MRI: High Performance Digital Pathology Using Big Data and Machine Learning
Temple University, Philadelphia PA
Investigators
Abstract
This project, developing a digital imaging system, aims to automatically characterize an enormous archive of digital images from a pathology lab. Based on open source programming language packages and using deep learning technologies, the effort entails developing software that will automatically annotate and classify these images. Thus the system consists of an annotated archive tool for high performance digital pathology involving digital images from pathology slides produced in clinical operations. This tool, presently unavailable, enables observation, annotation, and classification of images from tissues in pathology slides in order to create a very large data base that may be analyzed with algorithms that are designed to process and interpret the image data. By applying state of the art machine learning, the effort is expected to generate a sustainable facility to rapidly collect large amounts of data automatically. This facility enables deep learning systems to systematically address many operational challenges, such as ingestion of large, complex images. Broader Impacts: The instrumentation provides a useful technology capability.
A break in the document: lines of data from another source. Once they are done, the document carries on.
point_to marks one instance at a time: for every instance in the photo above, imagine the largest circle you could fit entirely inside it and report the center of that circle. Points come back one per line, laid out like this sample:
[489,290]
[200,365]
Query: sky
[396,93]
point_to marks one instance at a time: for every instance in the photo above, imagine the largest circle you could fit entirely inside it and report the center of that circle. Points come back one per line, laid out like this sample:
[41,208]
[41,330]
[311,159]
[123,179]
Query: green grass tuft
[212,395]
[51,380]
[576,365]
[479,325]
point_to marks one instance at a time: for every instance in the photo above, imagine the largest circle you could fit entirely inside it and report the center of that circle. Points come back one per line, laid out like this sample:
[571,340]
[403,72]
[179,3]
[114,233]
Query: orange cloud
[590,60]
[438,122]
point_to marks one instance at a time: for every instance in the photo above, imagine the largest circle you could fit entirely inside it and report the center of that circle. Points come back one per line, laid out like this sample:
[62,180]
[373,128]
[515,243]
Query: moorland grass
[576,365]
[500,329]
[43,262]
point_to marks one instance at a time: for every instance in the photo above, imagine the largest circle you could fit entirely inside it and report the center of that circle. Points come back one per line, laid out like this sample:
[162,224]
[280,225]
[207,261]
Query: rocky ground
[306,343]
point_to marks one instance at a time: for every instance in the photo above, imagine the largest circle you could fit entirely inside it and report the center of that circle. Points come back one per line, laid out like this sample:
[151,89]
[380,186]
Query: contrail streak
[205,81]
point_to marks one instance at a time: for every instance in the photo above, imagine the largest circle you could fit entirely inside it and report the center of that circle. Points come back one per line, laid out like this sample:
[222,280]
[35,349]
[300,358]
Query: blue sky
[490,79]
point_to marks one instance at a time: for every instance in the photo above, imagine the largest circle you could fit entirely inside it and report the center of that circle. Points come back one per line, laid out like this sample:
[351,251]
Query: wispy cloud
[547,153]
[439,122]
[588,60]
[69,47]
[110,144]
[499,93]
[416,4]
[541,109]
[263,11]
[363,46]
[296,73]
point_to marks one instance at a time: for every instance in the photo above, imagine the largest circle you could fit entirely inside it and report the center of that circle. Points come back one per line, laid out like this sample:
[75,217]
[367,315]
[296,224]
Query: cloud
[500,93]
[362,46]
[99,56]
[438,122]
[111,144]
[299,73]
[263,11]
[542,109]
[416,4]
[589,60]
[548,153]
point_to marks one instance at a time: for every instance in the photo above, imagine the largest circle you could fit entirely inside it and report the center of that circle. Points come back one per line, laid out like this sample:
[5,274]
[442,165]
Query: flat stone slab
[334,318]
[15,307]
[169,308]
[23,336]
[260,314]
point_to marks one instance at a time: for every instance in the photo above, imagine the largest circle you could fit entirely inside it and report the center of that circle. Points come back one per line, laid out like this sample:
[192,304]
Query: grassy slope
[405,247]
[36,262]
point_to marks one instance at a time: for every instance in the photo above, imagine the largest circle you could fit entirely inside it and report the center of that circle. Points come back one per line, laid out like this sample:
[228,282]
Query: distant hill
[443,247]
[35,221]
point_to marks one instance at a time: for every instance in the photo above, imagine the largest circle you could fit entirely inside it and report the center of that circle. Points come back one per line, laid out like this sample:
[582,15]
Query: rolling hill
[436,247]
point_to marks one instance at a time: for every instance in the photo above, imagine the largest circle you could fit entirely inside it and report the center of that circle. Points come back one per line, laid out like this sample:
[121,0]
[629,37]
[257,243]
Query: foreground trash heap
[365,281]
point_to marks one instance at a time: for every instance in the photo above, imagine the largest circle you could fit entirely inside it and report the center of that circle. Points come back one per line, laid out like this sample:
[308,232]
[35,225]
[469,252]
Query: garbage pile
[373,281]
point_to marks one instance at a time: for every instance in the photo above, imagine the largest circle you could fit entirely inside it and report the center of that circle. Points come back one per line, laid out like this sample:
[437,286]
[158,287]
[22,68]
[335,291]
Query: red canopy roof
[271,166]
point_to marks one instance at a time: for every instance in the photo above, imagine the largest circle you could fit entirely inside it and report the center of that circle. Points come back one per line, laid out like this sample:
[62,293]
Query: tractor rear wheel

The work builds on the researchers' history of providing unencumbered resources for fields including human language technology and neuroscience. Several large, comprehensive databases of pathology slides will be released in an unencumbered manner; no comparable databases currently exist in terms of the quantity of data proposed. The urban setting of the project, as well as the diverse nature of the institution's client population, make it ideal for collecting this type of clinical data. A new generation of healthcare professionals will be trained using these resources to validate their knowledge in the longer term.